Background
Bladder cancer (BC) is known as the ninth most frequent malignancy around the world. Because of high rate of recurrence, it has been one of the most expensive solid cancer once the patients seed for continued surveillance [
1]. Further, the high recurrence rate of BC is partly owning to the insufficient number of prognosis-related biomarkers. Thus, to find out more favorable biomarkers for early detection and prognosis prediction of bladder cancer is becoming more critical.
The long non-coding RNAs (lncRNAs) are characterized as RNA transcripts > 200 bases, but they cannot translate into proteins [
2,
3]. Currently, plenty of studies have indicated that lncRNAs participate in diverse biological processes, such as cell proliferation [
4], differentiation [
5], chromatin modification, and so on [
6]. The lncRNAs have been revealed playing critical roles in tumorigenesis and progression. Referring to previous studies, a series of lncRNAs, such as MALAT1, TUG1, H19, played a critical role in predicting the prognosis, the risk of metastasis [
7‐
11], as well as drug treatment resistance [
12]. Mechanisms studies found the function of lncRNA is partly depended on its location. For example, the lncRNA-HOTAIR, located in the nuclear, regulates the gene expression through recruiting the chromatin modifiers on the promoter region of transcriptional factors, enhancing their transcriptional activities. For these lncRNAs located in the cytoplasm, regulates the protein expression mostly through post-transcription, such as influencing the protein stability.

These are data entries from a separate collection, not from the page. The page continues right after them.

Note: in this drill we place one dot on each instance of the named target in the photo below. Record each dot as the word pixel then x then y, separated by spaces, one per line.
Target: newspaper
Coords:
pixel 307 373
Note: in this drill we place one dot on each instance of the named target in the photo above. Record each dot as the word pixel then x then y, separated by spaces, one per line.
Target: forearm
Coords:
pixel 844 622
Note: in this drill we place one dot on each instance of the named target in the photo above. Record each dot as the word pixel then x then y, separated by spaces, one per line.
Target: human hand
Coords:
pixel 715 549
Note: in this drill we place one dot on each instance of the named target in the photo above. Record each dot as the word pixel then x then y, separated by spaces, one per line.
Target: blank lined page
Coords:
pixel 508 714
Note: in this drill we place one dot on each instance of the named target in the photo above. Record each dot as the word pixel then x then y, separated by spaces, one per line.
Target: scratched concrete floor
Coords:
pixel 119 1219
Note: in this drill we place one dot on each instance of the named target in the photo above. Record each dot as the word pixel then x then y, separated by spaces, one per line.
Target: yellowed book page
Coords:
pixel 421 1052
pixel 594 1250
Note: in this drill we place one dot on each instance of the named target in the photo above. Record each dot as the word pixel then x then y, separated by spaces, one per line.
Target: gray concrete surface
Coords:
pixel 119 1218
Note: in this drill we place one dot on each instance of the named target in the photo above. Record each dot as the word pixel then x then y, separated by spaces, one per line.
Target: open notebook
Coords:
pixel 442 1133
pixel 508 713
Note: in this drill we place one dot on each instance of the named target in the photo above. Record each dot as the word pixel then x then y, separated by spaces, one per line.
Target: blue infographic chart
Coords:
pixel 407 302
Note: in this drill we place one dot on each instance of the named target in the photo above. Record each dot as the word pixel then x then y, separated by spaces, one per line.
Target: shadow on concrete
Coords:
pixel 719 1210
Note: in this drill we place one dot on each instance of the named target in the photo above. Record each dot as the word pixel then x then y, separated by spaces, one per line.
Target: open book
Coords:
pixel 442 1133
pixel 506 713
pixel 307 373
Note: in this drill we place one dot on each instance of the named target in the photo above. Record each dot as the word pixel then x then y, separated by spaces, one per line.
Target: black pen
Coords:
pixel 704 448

Besides, the lncRNAs could also serve as competing endogenous RNAs to influence the expression of targeted genes by competing with the microRNAs (miRNAs). In addition to the functional role of lncRNAs, many other studies have highlighted their role in predicting the prognosis of cancer patients. For example, Yang et al. [
13] identified a six-lncRNA-based signature, which can predict the recurrence risk of ovarian cancer. In Song et al.’s [
14] work, they established a lncRNA-based signature that provides the prognostic value for outcomes of gastric cancer patients. Similar studies were also conducted for thyroid papillary carcinoma [
15], pancreatic cancer [
16] and esophageal squamous cell carcinoma [
17], and revealed satisfied outcomes. Although few studies have tried to construct gene-based signature for bladder cancer patients, there is no study specifically focus on muscle-invasive BC patients, who mostly have poor survival outcome than these patients with in situ tumors.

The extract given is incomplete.